I know there is a type of celotex with no creosote coating. Where do you buy yours?


----------



## archerycharlie (Nov 4, 2002)

I shoot at The Galvestion archery club in Galvestion Indiana and i believe they have shot celotex sense 1964 when they started. But i don't know where they get it so send Rocky Kline an email and ask him where they get theres. I think they change some of it out about every 2 1/2 to 3 years. AC

[email protected]


----------



## mdbowhunter (Oct 22, 2002)

Ode1891 said:


> I know there is a type of celotex with no creosote coating. Where do you buy yours?


FYI: The material you want is called 'hush board'. Contact Rattleman here on AT. He is President of Anne Arundel Archers and can tell you where to find it.


----------



## DFINN (Jun 24, 2007)

Do (can) Ya Use This For A Target?


----------



## Rattleman (Jul 6, 2004)

*Hush Board*

We use this stuff at Anne Arundel Achers in Maryland. Yes you do use this for the target butts. Cut them in 16 inch by 48 inch pieces and stack them as high as needed so you can hang the target faces. Remember to make them a little bit larger then what you actually need so you can move the face around so not to blow out the same area. This stuff is carried by REAL lumber yards (NOt Home Depot. Lowes etc) I know this because I have checked. Ford Lumber Co. in Upper Marlboro use to carry it but I am not sure if they still so. I called last week and I think they are refering to the Hush Board as Homosote but I think they are wrong. The girl I spoke with didn't seem to be on the ball if you know what I mean. I guess I will need to take a trip to Upper Marlboro to check out what they have. If it happens to be Homosote then the price has gone up considerably. We bought this stuff last year for about $9/Sheet and the Homosote is $23.99/ Sheet. This stuff really makes a great Butt. No tar in the stuff means there is no tar to scrape off the arrows. Good Luck Ed


----------



## frank_jones (Mar 2, 2006)

*target*

try to contact va vince here on archery talk. they make a foam sheet that is much better than fiber board, regardless of name. foam is more arrow friendly. ask someone from spoke and wheel archery club in north carolina, they have pictures of thier targets on the field archery forum. they have nice targets as well.


----------



## Conucu (Mar 27, 2007)

*Targets*

The material you want is called "sound board". You can purchase it from a dry wall company. The manufacturer is Celotex. I had a tough time getting this right when I built my targets, so it's fresh in my mind.
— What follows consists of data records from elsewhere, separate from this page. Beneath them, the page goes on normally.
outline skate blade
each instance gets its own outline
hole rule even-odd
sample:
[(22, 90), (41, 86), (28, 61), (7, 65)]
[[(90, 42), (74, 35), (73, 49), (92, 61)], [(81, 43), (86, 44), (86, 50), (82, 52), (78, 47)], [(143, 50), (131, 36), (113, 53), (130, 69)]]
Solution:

I ran all over town until I found a whole sale place that sold dry wall.


----------



## Spotshooter2 (Oct 23, 2003)

There is a place in Missouri that has it in 1 inch thickness. works great


----------



## ROB B (Oct 30, 2002)

Spot Shooter2 is refering to Hubert Fiber Board in Missouri, Theirs has no creasote in it. We use it at our range and get 2 to 3 yrs out of 12"x48" sheets stacked up about 48" .


----------



## Rattleman (Jul 6, 2004)

I found a guy in VA/DC area that gets the stuff (Hush Board). I am paying $8.42/sheet and that includes delivery to our range. Call me if you need this guys number. Ed 443-463-0555


----------



## drooster (Nov 5, 2007)

*let me understand this...*

you guys are talking about layered targets. Are these targets compressed and if so, how do you do it? put weight on the top or use althread rods? any pics?
Every tryed using layered carpet?
thanks,
Hans


----------



## archerycharlie (Nov 4, 2002)

Allthread rod works well on keeping the layered stuff good and tight. AC


----------